I doubt whether the sort of idea suggested here would make a worthwhile improvement to the standard circuit given in the manufacturers data sheet, so I never tried it. It is nothing really new, but I include a few details here for anyone who wants to experiment.
Although excellent results are achieved with the mosfet designs there can be, in some parts of the world, difficulty in obtaining the lateral mosfets specified at a reasonable price. Integrated circuit amplifiers are so widely used that prices and availability are often far better. This by itself may not be sufficient reason for most of us to abandon discrete component designs, but there are other advantages also. I mentioned in my article on overload protection that the sole purpose of complex load line protection circuits is to prevent the output power device junction temperature from exceeding its maximum safe value, typically 170deg.C. This is only difficult because we have no direct means of measuring the temperature, and are reduced to estimating it by detecting voltage, current, heatsink temperature, and duration of power dissipation. Designers of integrated circuits however can place a temperature detection device immediately next to the output device on the same silicon chip, and achieve reliable protection with no external components. The National Semiconductors 'Overture' series have this sort of protection built in. The LM3886T appears to be a good choice, having a peak current output of 7A or more.
Looking at the LM3886T data sheet there are a few limitations. The input noise is typically 2uV (IHF-A-weighted), but a maximum of 10uV, which is adequate, but not good. The distortion at 30W into 8ohms is low, about 0.003% at 1kHz, but rises at low and high frequencies. The low frequency rise is typical of IC amplifiers because of the thermal coupling between the output stage and the low level stages, and the high frequency increase is as expected from the fall in feedback loop gain at higher frequencies, effects of non-linear capacitances and so on. Also, the power supply rejection is good for the positive supply, but relatively poor for the negative supply.

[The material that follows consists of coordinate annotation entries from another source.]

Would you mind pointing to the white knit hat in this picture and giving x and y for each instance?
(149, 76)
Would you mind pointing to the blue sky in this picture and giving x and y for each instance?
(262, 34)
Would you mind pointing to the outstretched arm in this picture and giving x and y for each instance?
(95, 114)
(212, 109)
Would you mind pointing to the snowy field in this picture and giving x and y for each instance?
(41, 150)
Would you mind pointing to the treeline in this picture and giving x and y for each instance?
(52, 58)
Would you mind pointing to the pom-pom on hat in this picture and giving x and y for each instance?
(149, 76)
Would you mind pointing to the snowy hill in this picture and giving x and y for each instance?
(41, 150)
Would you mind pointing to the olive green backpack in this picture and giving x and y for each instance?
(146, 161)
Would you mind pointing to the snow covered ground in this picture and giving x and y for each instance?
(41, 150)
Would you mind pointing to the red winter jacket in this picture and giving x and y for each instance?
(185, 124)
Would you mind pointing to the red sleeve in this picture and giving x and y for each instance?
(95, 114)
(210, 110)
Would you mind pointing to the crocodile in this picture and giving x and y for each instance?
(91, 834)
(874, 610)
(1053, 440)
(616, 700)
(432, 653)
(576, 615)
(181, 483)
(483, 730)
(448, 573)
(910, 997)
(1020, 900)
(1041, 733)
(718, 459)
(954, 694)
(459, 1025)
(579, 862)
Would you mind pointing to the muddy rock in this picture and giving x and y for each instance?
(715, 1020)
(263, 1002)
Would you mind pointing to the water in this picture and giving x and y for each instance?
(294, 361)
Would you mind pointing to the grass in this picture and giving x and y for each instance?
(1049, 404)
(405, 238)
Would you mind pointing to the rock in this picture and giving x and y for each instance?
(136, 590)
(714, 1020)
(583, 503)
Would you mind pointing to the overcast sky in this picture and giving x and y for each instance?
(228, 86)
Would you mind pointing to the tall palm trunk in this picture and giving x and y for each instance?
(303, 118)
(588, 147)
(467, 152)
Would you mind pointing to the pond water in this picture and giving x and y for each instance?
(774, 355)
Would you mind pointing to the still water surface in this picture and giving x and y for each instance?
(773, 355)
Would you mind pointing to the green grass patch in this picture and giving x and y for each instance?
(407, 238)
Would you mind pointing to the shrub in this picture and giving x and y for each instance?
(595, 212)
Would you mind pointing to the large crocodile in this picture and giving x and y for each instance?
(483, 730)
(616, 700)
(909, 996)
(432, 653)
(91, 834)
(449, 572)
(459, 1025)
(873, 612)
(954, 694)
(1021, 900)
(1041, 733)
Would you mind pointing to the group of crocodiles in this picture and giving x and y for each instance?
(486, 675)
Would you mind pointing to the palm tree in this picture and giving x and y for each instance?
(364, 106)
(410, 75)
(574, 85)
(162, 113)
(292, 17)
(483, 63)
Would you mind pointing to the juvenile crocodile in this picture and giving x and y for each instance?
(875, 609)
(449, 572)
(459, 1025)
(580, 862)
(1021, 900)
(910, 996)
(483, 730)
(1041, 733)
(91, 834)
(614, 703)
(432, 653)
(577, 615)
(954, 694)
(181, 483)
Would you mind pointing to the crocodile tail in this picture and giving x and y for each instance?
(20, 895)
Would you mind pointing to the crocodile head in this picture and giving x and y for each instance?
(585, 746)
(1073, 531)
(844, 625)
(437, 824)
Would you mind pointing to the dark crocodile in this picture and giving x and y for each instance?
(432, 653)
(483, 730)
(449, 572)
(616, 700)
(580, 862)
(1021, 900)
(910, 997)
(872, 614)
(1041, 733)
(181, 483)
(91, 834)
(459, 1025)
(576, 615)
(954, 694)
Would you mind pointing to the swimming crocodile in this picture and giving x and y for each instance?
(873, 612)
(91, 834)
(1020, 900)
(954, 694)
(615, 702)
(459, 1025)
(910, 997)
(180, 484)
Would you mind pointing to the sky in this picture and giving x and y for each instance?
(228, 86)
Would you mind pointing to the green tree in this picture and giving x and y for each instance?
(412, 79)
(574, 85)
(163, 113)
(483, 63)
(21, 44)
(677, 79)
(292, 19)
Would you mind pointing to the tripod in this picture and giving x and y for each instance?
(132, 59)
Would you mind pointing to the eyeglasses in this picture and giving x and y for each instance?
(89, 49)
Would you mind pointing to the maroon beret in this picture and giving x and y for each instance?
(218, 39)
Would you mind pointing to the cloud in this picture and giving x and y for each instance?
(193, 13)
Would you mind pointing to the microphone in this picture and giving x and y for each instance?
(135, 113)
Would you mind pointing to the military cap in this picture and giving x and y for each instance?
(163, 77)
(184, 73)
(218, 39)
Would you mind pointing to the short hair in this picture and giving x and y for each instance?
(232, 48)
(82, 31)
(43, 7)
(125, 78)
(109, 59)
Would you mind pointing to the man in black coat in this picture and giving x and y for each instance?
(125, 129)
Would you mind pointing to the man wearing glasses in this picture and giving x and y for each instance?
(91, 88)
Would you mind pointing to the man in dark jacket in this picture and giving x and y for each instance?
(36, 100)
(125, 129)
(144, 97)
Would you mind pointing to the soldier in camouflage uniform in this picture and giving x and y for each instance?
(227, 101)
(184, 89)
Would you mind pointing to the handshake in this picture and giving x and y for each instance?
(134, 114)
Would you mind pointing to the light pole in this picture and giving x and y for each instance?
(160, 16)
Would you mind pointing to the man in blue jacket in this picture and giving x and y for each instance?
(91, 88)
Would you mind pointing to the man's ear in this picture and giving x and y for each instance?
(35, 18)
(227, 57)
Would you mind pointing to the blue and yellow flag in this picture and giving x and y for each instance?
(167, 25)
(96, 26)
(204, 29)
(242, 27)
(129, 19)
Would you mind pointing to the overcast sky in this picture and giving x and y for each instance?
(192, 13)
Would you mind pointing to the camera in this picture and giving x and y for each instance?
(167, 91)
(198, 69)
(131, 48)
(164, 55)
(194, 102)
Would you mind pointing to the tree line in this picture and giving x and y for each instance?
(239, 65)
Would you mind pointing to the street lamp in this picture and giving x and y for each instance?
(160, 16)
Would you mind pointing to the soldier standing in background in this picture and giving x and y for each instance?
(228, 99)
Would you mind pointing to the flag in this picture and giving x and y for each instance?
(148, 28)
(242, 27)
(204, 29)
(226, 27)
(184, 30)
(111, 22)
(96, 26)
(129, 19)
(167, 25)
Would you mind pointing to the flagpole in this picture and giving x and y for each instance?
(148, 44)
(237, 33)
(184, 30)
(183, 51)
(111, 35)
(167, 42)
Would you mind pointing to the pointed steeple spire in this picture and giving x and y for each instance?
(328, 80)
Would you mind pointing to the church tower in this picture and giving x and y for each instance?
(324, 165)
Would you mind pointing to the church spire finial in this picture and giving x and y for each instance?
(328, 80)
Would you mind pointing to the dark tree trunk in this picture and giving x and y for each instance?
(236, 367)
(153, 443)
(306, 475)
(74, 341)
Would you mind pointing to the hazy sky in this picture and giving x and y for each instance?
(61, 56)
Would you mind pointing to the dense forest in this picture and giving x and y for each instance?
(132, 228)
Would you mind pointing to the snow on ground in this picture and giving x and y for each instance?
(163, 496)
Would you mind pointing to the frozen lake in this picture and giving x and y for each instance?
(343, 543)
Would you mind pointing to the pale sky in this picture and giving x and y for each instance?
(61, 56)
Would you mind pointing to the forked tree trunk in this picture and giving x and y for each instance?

The supply rejection could be less of a problem for a single supply design rather than plus and minus supplies. The use of an output capacitor for speaker coupling then becomes necessary, which avoids the need for speaker switching relays to protect against fault conditions. The obvious approach is then to add an input stage. This will enable the use of a circuit similar to my previous designs, with output capacitor inside the feedback loop. A gain of about 10 in the input stage can reduce closed-loop distortion by the same factor, reduce noise if this is a problem, and avoid common-mode input distortion being added by the IC. Adding too much gain in the input stage would make stability difficult to achieve, but 10 seems reasonable.
Again there is nothing really new in this approach, I first saw it suggested for use in a pre-amp circuit using a 741 op-amp with an input stage to improve performance (Wireless World, Dec 1972, page 575, letter to the editor by D.R.S.Hedgeland, and improvement March 1973 p.119 by M.L.G.Oldfield.) This used a differential long-tailed-pair input stage, which is useful for driving the differential input of the IC, and can also reduce one small problem of my previous designs, which is the effect of temperature on d.c. operating level.
The general idea is illustrated in the following circuit diagram. This is not a complete or final design, just a first approximation. In a final version one of the LM3886T pins needs to be connected to a point at half the supply voltage, which is conveniently supplied here by the input stage supply, and there is a mute pin which needs an input current, and other additions are needed. The 1V2 bias voltage needs to have very low noise and a LM371LZ regulator could be used here. The 24V supply could also use a regulator, type L7824, but this has a maximum input of 40V so a zener of about 33V ahead of the regulator could be used. Two regulators and a zener may seem a little excessive, but they only cost about the same as the low noise input transistors.
Again I must stress that this is an incomplete and untested circuit, and anyone who wants to try it needs to be able to carry out the necessary tests for stability. An output inductor similar to the one in my other designs is certainly a good idea, and separate ac and dc feedback paths as used before are probably better than the simple voltage divider across the output capacitor shown here. Supply smoothing capacitors also need to be added. The 10pF capacitor across the feedback resistor plus 390pF from input base to earth as in my mosfet designs should be included, and estimates for the resistor and capacitor between the two input transistor collectors are 330R and 220pF. A Zobel network at the output consisting of 2R7 plus 0.47uF is suggested in the I.C. data sheets, which should be consulted for details of how to use the mute input and other design information.